Film director Tobe Hooper, best known for The Texas Chainsaw Massacre and Poltergeist, has died.

The Los Angeles County Coroner's Office has confirmed that the American filmmaker died of natural causes in Sherman Oaks, California Saturday. He was 74.

Hooper made a name for himself directing horror projects for film and television, with Chainsaw and 1982's Poltergeist being among his more popular works.

He was born in Austin, Texas to parents who had owned a movie theater. He was first exposed to filmmaking when he picked up an 8mm film camera at age nine. He studied drama under a Dallas coach and attended classes in radio, television and film at the University of Texas. He first made a living shooting documentaries and teaching college classes, and one of his first short films, 1965's The Heisters, was invited to be entered for Academy Award consideration in the short subject category.

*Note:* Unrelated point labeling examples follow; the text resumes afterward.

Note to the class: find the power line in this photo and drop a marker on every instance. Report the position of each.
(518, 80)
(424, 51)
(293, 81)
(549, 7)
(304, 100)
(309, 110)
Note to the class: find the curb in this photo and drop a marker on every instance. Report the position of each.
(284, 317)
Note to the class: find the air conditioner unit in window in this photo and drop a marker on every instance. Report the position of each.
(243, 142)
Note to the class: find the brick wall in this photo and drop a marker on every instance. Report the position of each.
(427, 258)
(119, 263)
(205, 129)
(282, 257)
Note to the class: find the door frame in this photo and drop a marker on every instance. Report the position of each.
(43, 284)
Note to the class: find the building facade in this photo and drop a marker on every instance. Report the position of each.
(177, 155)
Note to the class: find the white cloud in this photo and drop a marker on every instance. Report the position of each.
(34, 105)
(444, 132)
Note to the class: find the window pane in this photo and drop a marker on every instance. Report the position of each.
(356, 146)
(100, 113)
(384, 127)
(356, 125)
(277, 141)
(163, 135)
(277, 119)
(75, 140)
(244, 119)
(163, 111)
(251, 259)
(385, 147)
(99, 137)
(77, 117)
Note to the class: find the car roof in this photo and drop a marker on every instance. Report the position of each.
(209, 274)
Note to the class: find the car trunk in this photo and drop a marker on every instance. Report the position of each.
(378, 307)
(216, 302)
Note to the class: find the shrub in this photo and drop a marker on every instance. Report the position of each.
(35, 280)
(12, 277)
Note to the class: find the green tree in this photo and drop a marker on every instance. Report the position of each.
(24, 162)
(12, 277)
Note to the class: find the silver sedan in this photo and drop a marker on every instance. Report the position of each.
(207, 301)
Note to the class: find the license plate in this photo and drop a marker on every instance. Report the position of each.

The film, however, was not completed before the Academy's deadline.

Hooper's first feature film was 1969's Eggshells, and he completed a documentary film about folk legends Peter, Paul and Mary the same year called The Song is Love. His breakout film was The Texas Chainsaw Massacre in 1974. Hooper had tried to deemphasize the film's gore in the hopes of getting the family-friendlier PG rating in the US, but it was ultimately rated R. Despite several cinemas refusing to show it amidst complaints about the violence, the movie was very profitable and has since become an influential cult hit.

Hooper directed Eaten Alive in 1977 and The Funhouse in 1981 before Poltergeist came out the following year. Poltergeist was acclaimed by critics and was a box office hit, and it also received three Academy Award nominations.

Films that came out later in Hooper's career include a sequel to Chainsaw in 1986, Night Terrors in 1993, Crocodile in 2000, and his most recent film Djinn in 2013.

Hooper also found steady work in television. He directed the Stephen King thriller Salem's Lot for CBS in 1979, which was highly regarded and was nominated for three Emmy Awards.